In this example, we use a small dataset with response variable, Play, which indicates whether a golfer plays (1) or does not play (0) golf under weather conditions measured by Temperature, Humidity, Outlook (Sunny (0), Overcast (1), Rainy (2)), and Wind (True (0), False (1)). A decision tree is generated by the ALACART method. The control parameters are adjusted because of the small data size, and no cross-validation or pruning is performed.
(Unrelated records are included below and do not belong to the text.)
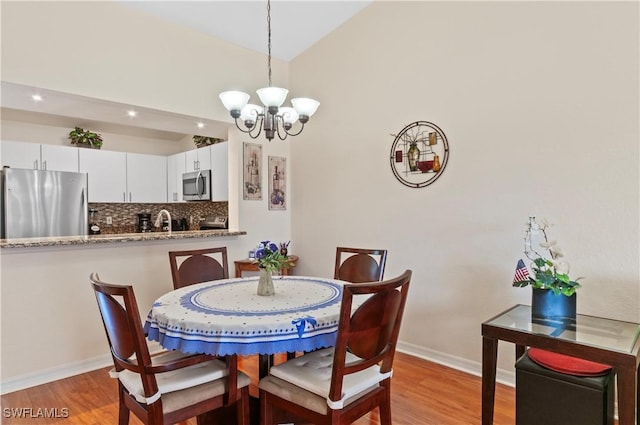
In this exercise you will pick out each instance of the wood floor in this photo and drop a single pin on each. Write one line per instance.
(422, 393)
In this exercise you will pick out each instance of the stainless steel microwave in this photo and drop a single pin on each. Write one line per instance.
(196, 186)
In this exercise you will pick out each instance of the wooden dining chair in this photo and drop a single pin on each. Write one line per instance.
(358, 265)
(196, 266)
(169, 387)
(339, 385)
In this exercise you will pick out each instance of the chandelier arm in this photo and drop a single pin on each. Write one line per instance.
(250, 131)
(295, 134)
(278, 131)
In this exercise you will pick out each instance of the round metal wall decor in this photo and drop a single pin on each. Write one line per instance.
(419, 154)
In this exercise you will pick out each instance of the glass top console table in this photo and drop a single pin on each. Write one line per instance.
(607, 341)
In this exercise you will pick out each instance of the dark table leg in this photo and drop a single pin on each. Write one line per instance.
(520, 349)
(489, 359)
(627, 395)
(265, 361)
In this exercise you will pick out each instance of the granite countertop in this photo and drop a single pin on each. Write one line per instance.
(117, 238)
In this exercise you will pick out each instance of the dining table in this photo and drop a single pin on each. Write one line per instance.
(226, 317)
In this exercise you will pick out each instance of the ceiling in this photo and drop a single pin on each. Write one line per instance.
(295, 26)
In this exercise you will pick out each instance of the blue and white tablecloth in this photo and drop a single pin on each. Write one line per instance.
(228, 317)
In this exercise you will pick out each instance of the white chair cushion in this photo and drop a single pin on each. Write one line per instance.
(312, 372)
(174, 380)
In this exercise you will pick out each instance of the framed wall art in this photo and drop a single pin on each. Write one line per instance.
(252, 171)
(277, 183)
(419, 154)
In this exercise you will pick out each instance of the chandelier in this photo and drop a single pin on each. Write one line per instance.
(275, 118)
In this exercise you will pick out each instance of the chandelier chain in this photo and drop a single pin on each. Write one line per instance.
(269, 38)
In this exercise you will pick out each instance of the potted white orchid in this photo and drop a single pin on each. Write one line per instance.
(554, 292)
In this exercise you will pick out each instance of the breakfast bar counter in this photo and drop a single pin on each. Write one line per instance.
(115, 238)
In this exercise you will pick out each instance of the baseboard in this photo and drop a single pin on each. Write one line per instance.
(76, 368)
(464, 365)
(48, 375)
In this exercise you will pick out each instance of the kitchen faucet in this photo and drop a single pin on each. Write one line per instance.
(158, 222)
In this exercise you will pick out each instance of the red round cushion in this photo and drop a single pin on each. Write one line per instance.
(567, 364)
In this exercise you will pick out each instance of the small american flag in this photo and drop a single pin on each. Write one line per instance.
(522, 274)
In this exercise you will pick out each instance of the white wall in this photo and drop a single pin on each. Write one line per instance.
(107, 51)
(54, 134)
(539, 102)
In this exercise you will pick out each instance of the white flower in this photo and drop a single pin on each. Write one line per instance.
(561, 267)
(548, 245)
(544, 223)
(556, 251)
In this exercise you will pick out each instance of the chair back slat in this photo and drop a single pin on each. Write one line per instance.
(372, 324)
(198, 266)
(121, 318)
(357, 265)
(114, 317)
(371, 331)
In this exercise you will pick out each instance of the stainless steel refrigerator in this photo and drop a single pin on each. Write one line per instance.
(39, 203)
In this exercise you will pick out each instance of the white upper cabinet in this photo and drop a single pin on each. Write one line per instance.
(146, 178)
(220, 171)
(176, 166)
(124, 177)
(107, 174)
(39, 157)
(199, 159)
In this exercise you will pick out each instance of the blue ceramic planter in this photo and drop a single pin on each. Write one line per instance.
(547, 305)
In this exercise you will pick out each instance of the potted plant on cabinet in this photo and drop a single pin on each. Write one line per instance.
(553, 291)
(85, 138)
(202, 141)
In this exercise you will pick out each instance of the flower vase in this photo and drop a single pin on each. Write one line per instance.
(545, 304)
(265, 283)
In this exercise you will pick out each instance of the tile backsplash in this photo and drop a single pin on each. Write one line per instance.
(124, 216)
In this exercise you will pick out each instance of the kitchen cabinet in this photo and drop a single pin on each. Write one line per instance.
(176, 166)
(124, 177)
(107, 172)
(220, 171)
(146, 178)
(198, 159)
(39, 156)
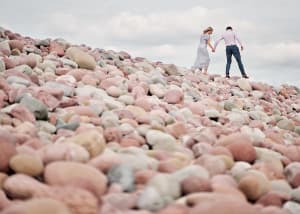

Notice that ALACART splits on Outlook, then Temperature.

>>> import numpy as np
>>> import imsl.data_mining as dm
>>> xy = np.array([[0, 85.0, 85.0, 0, 0],
...                [0, 80.0, 90.0, 1, 0],
...                [1, 83.0, 78.0, 0, 1],
...                [2, 70.0, 96.0, 0, 1],
...                [2, 68.0, 80.0, 0, 1],
...                [2, 65.0, 70.0, 1, 0],
...                [1, 64.0, 65.0, 1, 1],
...                [0, 72.0, 95.0, 0, 0],
...                [0, 69.0, 70.0, 0, 1],
...                [2, 75.0, 80.0, 0, 1],
...                [0, 75.0, 70.0, 1, 1],
...                [1, 72.0, 90.0, 1, 1],
...                [1, 81.0, 75.0, 0, 1],
...                [2, 71.0, 80.0, 1, 0]])
>>> response_column_index = 4
>>> var_type = np.array([0, 2, 2, 0, 0], dtype=int)
>>> names = ["Outlook", "Temperature", "Humidity", "Wind"]
>>> class_names = ["Don't Play", "Play"]
>>> var_levels = ["Sunny", "Overcast", "Rainy", "False", "True"]
>>> print("Decision Tree using Method ALACART:\n\n")
... 
Decision Tree using Method ALACART:
>>> with dm.ALACARTDecisionTree(response_column_index, var_type,
...                             min_n_node=2, min_split=3, max_x_cats=10,
...                             max_size=50, max_depth=10, var_names=names,
...                             class_names=class_names,
...                             categ_names=var_levels) as decision_tree:
...     decision_tree.train(xy)
...     print(decision_tree)
... 
Decision Tree:
Node 0: Cost = 0.357, N = 14.0, Level = 0, Child Nodes:  1  8
P(Y=0) = 0.357
P(Y=1) = 0.643
Predicted Y: Play
   Node 1: Cost = 0.357, N = 10.0, Level = 1, Child Nodes:  2  7
   Rule: Outlook in: { Sunny  Rainy }
   P(Y=0) = 0.500
   P(Y=1) = 0.500
   Predicted Y: Don't Play
      Node 2: Cost = 0.214, N = 8.0, Level = 2, Child Nodes:  3  6
      Rule: Temperature <= 77.500
      P(Y=0) = 0.375
      P(Y=1) = 0.625
      Predicted Y: Play
         Node 3: Cost = 0.214, N = 6.0, Level = 3, Child Nodes:  4  5
         Rule: Temperature <= 73.500
         P(Y=0) = 0.500
         P(Y=1) = 0.500
         Predicted Y: Play
            Node 4: Cost = 0.071, N = 4.0, Level = 4
            Rule: Temperature <= 70.500
            P(Y=0) = 0.250
            P(Y=1) = 0.750
            Predicted Y: Play
            Node 5: Cost = 0.000, N = 2.0, Level = 4
            Rule: Temperature > 70.500
            P(Y=0) = 1.000
            P(Y=1) = 0.000
            Predicted Y: Don't Play
         Node 6: Cost = 0.000, N = 2.0, Level = 3
         Rule: Temperature > 73.500
         P(Y=0) = 0.000
         P(Y=1) = 1.000
         Predicted Y: Play
      Node 7: Cost = 0.000, N = 2.0, Level = 2
      Rule: Temperature > 77.500
      P(Y=0) = 1.000
      P(Y=1) = 0.000
      Predicted Y: Don't Play
   Node 8: Cost = 0.000, N = 4.0, Level = 1
   Rule: Outlook in: { Overcast }
   P(Y=0) = 0.000
   P(Y=1) = 1.000
   Predicted Y: Play

Methods

`predict`(data[, weights])	Compute predicted values using a decision tree.
`train`(training_data[, weights])	Train a decision tree using training data and weights.

Attributes

`categ_names`	Return names of category levels for each categorical predictor.
`class_names`	Return names of different classes in Y.
`n_classes`	Return number of classes assumed by response variable.
`n_levels`	Return number of levels or depth of tree.
`n_nodes`	Return number of nodes or size of tree.
`n_preds`	Return number of predictors used in the model.
`n_surrogates`	Return number of surrogate splits searched for at each node.
`pred_n_values`	Return number of values of predictor variables.
`pred_type`	Return types of predictor variables.
`response_name`	Return name of the response variable.
`response_type`	Return type of the response variable.
`var_names`	Return names of the predictors.